Saturday, March 21, 2026

Devuan Linux VERY First Impression

I'm auditioning non-systemd Linux distributions (per this previous post), and the first candidate is Devuan Linux.

My very, very, very early impression is three words long:

Not for beginners.

Here's why:

These days, most Linux distributions are at least as easy as, usually easier than, Microsoft Windoze to install and configure.

Devuan clearly isn't.

The first part is: Get an installation medium with the operating system's image on it, and boot from that medium. I did that by grabbing the Devuan package for my CPU (the Raspberry Pi 5's Arm 64-bit chip), burning it to an SD card, putting the SD card in the Pi (and removing the USB SSD that I normally run the Pi off of), and turning the Pi on.

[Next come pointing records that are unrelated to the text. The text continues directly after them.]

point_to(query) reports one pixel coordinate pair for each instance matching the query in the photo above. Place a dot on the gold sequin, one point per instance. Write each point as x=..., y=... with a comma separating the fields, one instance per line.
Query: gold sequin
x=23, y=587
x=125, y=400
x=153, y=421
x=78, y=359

At the second part, it goes sideways from a novice's point of view, though.

With most Linux distributions, that first boot shows some text scrolling along as the OS does things, then a lovely welcome/configure screen opens up and you do a few simple things like telling it what time zone you're in, what wifi or ethernet network to connect to, etc. Boom -- a graphical user interface opens up and you're off and running.

The first thing Devuan does is ask you for your login and password. And of course, having never used this OS before, you don't have a login or password. Looked that one up -- the default login is "devuan" and the default password is "devuan."

And then you're just at a Linux command line after a prompt letting you know you'll need to run menu-config to get any further.

At which point you discover things like:

  1.  That it expects an ethernet, not wifi, connection, and that you're going to have to do some command line stuff outside of menu-config to change that.
  2. That you have to install your graphical user interface of choice (I recommend XFCE, as do others),  which you must have said Internet connection to do.
That's as far as I've gone, because I have some other stuff to do this morning. I may get the installation, up to and through getting an Internet connection, installing a GUI, installing my browser of preference, etc. this weekend. Whenever that gets done, I'll up date you.

None of this is intended as a slam on Devuan -- just as notice that if you are brand new to Linux you may find the installation process intimidating. Variants like Ubuntu and Mint are akin to falling off a log in complexity, so unless you've got a specific reason to be looking at Devuan (such as the systemd thing), I wouldn't recommend Devuan as your first foray.

Side note: All this may be unique to the Raspberry Pi/Arm-64 version. I haven't yet looked at Devuan on an x86 machine; perhaps it has the warm and fuzzy install process!